Truth & Consequences

Child development professionals tell us to impose logical consequences when our children misbehave. As parents, we want our children to be truthful, and I hope we can add kind and humble to that. We also expect them to use listening skills and words rather than fists to settle disagreements. So how do you explain to a child that many of our country’s leaders, including the president, are acting like, well, children?

I watched President Trump’s speech on Wednesday. He fanned the flames of sedition by ticking off the litany of lies he’s been spreading about the “stolen” election, and then he threw a match on it by inviting the mob to move down Pennsylvania Avenue to the U.S. Capitol to stop the steal.

We know Trump doesn’t like losers. But don’t we teach our children to be gracious losers? If you’ve ever had a kid on the losing end of a soccer game, or struggling with getting a low grade, or who lost a class election, what did you say to that kid? Go make up some lies about the other team or your competitor. Call them stupid. Make up some ways that they cheated. Whine about how the rules are all wrong. Or if none of that works, just physically beat up your opponent. No. I’m pretty sure most of you do not suggest those tactics. Sometimes you lose, and being gracious in winning and losing is an important life skill.

So, why do we accept childish behavior from our leaders, especially the leader of the Free World? How do we explain his actions to a child? I don’t know. Maybe you could go back to the last election or the many elections before that and, as boring as it might be, show how the peaceful transfer of power was carried out by real adults who put the country over their own bruised egos. (I can’t say that I’ve ever watched the counting of the electoral ballots before this election).

While you’re doing that, you could provide a civics lesson on how the U.S. government works. Maybe you could compare it to your kids’ soccer team or tennis match and talk about how there are rules in place, a certain decorum and graciousness in winning and losing, that keeps things from devolving into chaos. Those rules, like the government, are a structure designed to keep one person from destroying the game.
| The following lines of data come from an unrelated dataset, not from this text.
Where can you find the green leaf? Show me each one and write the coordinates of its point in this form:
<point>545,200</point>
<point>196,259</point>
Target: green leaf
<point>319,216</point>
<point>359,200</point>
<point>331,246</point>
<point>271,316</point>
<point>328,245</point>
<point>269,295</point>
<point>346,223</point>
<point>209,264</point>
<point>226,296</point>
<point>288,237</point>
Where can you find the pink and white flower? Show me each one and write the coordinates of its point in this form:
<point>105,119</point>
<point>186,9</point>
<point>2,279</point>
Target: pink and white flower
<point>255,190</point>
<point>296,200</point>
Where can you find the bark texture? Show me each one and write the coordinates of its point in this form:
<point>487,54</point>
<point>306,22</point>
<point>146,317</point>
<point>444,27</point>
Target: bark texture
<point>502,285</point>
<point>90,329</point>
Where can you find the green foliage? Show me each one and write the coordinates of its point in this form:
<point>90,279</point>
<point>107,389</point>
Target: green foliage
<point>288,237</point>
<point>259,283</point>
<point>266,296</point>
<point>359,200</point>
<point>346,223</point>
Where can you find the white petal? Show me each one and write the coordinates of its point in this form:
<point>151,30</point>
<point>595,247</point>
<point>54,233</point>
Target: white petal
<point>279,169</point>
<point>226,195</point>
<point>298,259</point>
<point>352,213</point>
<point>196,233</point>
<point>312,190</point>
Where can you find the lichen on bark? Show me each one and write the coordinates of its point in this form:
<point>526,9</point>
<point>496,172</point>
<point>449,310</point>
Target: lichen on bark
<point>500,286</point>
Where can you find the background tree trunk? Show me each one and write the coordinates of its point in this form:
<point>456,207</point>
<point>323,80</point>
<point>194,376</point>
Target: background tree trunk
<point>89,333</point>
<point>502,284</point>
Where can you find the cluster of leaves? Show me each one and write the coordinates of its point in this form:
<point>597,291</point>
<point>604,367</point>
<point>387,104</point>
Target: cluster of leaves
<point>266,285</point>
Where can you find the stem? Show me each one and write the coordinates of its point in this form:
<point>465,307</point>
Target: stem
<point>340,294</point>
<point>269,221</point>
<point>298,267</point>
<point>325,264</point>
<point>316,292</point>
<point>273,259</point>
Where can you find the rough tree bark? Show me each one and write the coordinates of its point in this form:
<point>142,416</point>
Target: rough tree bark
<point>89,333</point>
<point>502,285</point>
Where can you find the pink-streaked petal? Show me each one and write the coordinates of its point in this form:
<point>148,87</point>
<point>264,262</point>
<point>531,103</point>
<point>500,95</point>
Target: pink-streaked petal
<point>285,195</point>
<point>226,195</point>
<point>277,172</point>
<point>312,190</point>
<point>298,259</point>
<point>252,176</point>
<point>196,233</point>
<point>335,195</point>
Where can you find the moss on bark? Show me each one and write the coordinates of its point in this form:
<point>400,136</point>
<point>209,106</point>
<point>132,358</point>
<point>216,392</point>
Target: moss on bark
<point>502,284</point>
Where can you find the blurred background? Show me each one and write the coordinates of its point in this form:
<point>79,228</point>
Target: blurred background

Lying and finger pointing are not attractive in children, and they’re particularly unattractive in adults. If your child came home and said, “My teacher is a zombie who eats children in the basement,” would you believe them? Even if 40 percent of the kids in the class were in agreement about the zombie teacher, it would be hard to believe. So why does our president share conspiracy theories? Pedophiles run the country? Mysterious things happened to voting machines? Thousands of dead people voted? There was some kind of vote dump on election night because votes were counted throughout the night? (but only in states where Trump lost). And, then there are the really weird assertions about pedophiles and child trafficking that Trump is protecting us from. What?! How do you explain that to a kid?

Trump and many of our own representatives perpetuate these lies for their own gain. From what I’ve observed, there are people who really believe the election was stolen and believe Trump over the U.S. courts, state officials, poll workers and numerous recounts. It’s like when our kids say, “Well, everyone else is doing it, so why can’t I?” And then, of course the classic parent response is: “Well, if everyone else was jumping off a cliff, would you do it?” Shouldn’t our elected leaders be telling their constituents the truth to keep them from jumping off the cliff?

If Trump and the representatives who follow him said that it’s healthy to eat rat poison (or drink bleach), would you believe it?

And what about finger-pointing? Whenever something goes wrong in Trump world, it’s not him or his followers that are to blame — it’s THEM (fill in the blank – antifa, Black people, immigrants, Muslims, etc). Don’t you hate it when your kids say, “I didn’t do it” when you know they did? So, it’s a little big stretch to think that someone paid a busload – or airplane load – of libs to dress up in their Trump and MAGA gear (that I guess they have lying about the house?) to go create some violence at the Capitol in order to make Trump look bad? I don’t know about you, but I tried to instill a sense of accountability in my kids. Own your actions. Don’t blame mistakes on someone else. Take responsibility and take the consequences.

Trump, Cruz, Hawley (I was glad to see he lost a lucrative book deal because of his egotistical actions) and our legislators who encouraged and incited the attack on our Nation’s Capitol should pay the consequences for lying and for their actions. People died. Maybe this is what we can tell our kids. Congress, despite the horrific events, did their job as the constitution says it should, on the same night that the Capitol was invaded. Our country, our constitution, was bigger than the person who wanted to take it down just because he was a loser.